阅读说明：本技术 一种制备3-羟甲基环戊醇的方法 (Method for preparing 3-hydroxymethyl cyclopentanol ) 是由 李宁 佟国宾 李广亿 王爱琴 王晓东 丛昱 张涛 于 2019-11-19 设计创作，主要内容包括：本发明提供一种制备3-羟甲基环戊醇的方法。该反应体系以水作为溶剂,催化剂采用廉价金属型催化剂,在一定反应温度和氢气压力下实现一步法高收率获得3-羟甲基环戊醇产物。本发明具有反应效率高,产物收率高,催化剂廉价易得且可以多次循环使用等特点,提供了一种从生物质平台化合物出发制备3-羟甲基环戊醇的有效途径。(The invention provides a method for preparing 3-hydroxymethyl cyclopentanol. The reaction system takes water as a solvent, adopts a cheap metal catalyst, and realizes a one-step method to obtain a 3-hydroxymethyl cyclopentanol product with high yield under a certain reaction temperature and hydrogen pressure. The method has the characteristics of high reaction efficiency, high product yield, cheap and easily-obtained catalyst, capability of being recycled for multiple times and the like, and provides an effective way for preparing the 3-hydroxymethyl cyclopentanol from a biomass platform compound.)

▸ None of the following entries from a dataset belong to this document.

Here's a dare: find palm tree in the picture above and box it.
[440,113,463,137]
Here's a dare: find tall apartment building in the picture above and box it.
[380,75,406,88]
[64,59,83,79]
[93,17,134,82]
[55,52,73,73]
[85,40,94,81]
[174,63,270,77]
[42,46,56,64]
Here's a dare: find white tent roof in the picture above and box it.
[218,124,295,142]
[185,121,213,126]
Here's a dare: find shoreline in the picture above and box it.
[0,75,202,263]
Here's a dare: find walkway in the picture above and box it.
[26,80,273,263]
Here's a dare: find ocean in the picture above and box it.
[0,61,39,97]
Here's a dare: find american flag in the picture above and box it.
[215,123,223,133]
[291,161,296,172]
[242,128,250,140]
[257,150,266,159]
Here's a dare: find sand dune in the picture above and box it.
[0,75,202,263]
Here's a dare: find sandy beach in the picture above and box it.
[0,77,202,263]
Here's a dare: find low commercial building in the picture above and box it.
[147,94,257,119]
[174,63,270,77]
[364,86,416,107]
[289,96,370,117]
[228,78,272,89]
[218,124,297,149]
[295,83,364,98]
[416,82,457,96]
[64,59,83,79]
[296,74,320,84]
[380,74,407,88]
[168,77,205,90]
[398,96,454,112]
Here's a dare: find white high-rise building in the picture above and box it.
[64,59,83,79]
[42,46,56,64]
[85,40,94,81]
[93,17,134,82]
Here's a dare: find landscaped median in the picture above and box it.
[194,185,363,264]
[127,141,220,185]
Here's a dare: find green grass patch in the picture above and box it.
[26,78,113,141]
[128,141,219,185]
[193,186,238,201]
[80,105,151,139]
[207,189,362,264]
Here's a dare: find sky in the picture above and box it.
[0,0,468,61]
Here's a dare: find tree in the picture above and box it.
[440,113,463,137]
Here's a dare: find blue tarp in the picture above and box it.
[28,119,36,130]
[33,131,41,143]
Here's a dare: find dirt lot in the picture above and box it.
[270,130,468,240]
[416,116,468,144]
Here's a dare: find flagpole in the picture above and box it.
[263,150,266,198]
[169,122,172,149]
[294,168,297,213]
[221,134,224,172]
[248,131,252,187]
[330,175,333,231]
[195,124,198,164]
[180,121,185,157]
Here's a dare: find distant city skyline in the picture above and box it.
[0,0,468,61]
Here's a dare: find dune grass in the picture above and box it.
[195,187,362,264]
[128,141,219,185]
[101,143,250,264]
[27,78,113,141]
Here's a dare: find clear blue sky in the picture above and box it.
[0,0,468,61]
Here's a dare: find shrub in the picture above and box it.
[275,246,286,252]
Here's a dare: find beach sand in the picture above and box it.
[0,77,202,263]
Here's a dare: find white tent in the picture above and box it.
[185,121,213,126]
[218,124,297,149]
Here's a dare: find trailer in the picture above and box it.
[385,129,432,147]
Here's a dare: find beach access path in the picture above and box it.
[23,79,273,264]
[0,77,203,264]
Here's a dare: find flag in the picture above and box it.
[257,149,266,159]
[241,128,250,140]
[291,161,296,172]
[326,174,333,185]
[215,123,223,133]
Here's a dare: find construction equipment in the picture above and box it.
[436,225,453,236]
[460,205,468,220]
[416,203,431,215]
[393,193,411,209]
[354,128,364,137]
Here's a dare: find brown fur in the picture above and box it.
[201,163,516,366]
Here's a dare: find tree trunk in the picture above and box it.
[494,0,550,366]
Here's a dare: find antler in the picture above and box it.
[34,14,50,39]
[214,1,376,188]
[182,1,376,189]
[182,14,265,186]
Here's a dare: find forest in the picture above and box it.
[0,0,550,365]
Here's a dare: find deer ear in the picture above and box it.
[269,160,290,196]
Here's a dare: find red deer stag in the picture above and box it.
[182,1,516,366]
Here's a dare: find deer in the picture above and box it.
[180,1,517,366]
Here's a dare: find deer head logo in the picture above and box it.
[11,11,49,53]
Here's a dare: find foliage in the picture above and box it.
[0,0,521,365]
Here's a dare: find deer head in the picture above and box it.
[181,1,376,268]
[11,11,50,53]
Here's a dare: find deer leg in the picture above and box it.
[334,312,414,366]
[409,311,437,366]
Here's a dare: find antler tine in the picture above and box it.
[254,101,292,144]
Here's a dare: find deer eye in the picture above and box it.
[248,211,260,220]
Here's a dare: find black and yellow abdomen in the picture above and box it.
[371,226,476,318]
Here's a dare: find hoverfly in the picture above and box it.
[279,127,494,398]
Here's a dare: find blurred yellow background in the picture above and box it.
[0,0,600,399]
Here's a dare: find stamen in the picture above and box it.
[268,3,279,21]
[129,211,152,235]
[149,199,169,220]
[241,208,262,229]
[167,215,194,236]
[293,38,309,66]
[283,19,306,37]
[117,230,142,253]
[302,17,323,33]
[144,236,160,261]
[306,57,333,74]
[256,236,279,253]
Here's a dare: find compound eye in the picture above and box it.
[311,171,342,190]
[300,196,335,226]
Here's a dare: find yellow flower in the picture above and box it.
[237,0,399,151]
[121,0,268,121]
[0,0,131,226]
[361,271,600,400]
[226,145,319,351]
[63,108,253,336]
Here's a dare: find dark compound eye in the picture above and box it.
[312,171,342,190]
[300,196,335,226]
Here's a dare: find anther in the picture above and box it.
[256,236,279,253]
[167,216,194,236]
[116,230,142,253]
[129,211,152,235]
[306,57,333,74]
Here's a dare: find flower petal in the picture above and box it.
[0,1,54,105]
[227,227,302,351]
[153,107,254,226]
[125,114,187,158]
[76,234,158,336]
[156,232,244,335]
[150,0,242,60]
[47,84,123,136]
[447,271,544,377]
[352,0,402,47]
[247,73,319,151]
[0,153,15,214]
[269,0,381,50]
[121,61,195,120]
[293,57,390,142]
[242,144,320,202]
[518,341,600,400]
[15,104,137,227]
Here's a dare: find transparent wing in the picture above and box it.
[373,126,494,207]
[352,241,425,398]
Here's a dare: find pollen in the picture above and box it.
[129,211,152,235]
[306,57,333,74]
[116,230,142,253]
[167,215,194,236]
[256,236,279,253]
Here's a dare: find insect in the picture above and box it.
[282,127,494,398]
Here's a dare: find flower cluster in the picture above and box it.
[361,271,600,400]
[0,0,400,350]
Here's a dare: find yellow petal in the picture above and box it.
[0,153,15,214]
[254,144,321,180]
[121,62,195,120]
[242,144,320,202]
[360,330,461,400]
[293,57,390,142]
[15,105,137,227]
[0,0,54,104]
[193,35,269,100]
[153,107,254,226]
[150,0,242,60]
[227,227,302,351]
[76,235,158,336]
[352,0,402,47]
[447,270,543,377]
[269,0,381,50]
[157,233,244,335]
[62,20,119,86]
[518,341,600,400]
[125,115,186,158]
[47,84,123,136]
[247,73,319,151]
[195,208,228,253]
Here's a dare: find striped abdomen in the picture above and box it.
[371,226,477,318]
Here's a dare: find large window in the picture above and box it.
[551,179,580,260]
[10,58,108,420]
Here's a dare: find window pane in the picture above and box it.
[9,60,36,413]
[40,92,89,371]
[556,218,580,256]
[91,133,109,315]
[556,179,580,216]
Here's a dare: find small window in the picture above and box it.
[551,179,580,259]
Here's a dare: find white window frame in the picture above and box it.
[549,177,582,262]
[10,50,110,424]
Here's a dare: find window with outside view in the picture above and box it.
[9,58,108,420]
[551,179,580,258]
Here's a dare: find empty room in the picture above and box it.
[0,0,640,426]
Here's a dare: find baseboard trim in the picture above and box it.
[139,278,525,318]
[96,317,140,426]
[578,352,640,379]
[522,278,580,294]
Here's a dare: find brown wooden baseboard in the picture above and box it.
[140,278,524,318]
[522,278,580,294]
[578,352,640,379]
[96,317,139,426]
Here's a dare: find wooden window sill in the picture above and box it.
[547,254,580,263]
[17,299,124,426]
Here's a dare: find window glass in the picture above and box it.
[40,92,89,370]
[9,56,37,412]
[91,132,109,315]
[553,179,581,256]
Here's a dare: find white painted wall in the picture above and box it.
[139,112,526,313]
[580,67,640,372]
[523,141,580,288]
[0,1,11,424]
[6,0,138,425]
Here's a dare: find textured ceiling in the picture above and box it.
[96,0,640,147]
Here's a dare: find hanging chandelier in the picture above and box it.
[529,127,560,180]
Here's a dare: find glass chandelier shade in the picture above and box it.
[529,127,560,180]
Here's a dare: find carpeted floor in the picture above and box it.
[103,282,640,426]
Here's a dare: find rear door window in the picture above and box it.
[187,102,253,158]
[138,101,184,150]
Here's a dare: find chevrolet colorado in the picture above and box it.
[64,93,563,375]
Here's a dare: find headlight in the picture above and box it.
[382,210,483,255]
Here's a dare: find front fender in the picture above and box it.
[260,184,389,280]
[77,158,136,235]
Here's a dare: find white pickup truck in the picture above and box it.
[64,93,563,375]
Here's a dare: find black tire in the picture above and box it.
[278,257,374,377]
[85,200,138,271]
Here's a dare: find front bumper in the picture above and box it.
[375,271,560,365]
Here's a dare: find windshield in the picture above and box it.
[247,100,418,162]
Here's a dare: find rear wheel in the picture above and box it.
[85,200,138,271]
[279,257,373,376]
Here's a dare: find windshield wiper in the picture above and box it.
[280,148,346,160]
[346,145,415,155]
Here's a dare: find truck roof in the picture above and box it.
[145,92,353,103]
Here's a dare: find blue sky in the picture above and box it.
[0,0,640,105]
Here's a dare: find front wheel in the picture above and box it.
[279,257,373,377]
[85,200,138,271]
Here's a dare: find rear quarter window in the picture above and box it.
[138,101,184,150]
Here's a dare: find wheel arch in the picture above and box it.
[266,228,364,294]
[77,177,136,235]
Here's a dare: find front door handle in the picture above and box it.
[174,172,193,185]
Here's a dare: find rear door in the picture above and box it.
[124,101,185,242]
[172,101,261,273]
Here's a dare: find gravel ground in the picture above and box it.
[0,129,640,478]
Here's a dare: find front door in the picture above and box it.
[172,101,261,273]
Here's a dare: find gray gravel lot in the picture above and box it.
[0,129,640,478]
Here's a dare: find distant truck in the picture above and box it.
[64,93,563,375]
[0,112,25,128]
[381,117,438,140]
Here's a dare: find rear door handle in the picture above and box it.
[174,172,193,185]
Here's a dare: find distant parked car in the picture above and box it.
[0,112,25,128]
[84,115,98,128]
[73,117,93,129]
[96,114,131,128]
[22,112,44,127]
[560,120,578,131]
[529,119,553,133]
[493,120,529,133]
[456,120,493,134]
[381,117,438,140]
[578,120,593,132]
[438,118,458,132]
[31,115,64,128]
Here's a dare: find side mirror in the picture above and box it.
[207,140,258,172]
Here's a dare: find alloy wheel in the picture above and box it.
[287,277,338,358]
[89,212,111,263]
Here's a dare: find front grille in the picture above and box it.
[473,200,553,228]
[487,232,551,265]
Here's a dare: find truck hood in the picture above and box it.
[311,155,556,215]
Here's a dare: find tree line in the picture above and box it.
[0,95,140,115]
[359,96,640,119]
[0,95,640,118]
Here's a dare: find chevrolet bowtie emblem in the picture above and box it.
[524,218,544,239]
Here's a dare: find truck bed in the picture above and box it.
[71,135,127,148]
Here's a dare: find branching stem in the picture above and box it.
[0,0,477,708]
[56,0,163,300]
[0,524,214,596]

1. A method for preparing 3-hydroxymethyl cyclopentanol is characterized in that: converting 5-hydroxymethylfurfural serving as a raw material into 3-hydroxymethylcyclopentanol by using a cheap metal catalyst and water as a solvent in the presence of hydrogen;

the cheap metal catalyst is an A/X supported catalyst and comprises an active metal A and a carrier X, wherein the active metal A is loaded on the carrier, and the carrier X is SiO₂、TiO₂、ZnO、Al₂O₃And MgO, and the active metal A is at least one of Fe, Co, Ni, Cu and Zn.

2. The method of claim 1, wherein: the preparation method of the A/X type supported catalyst comprises the following steps: dissolving metal precursor salt in water, stirring, adding sodium carbonate solution to adjust the pH value to 7-10, aging at 50-90 ℃ for 15h, then carrying out suction filtration, washing to neutrality, drying, grinding, calcining at 300-700 ℃ for 1-12 h, cooling, and then reducing at 500 ℃ for 1-12 h in hydrogen atmosphere.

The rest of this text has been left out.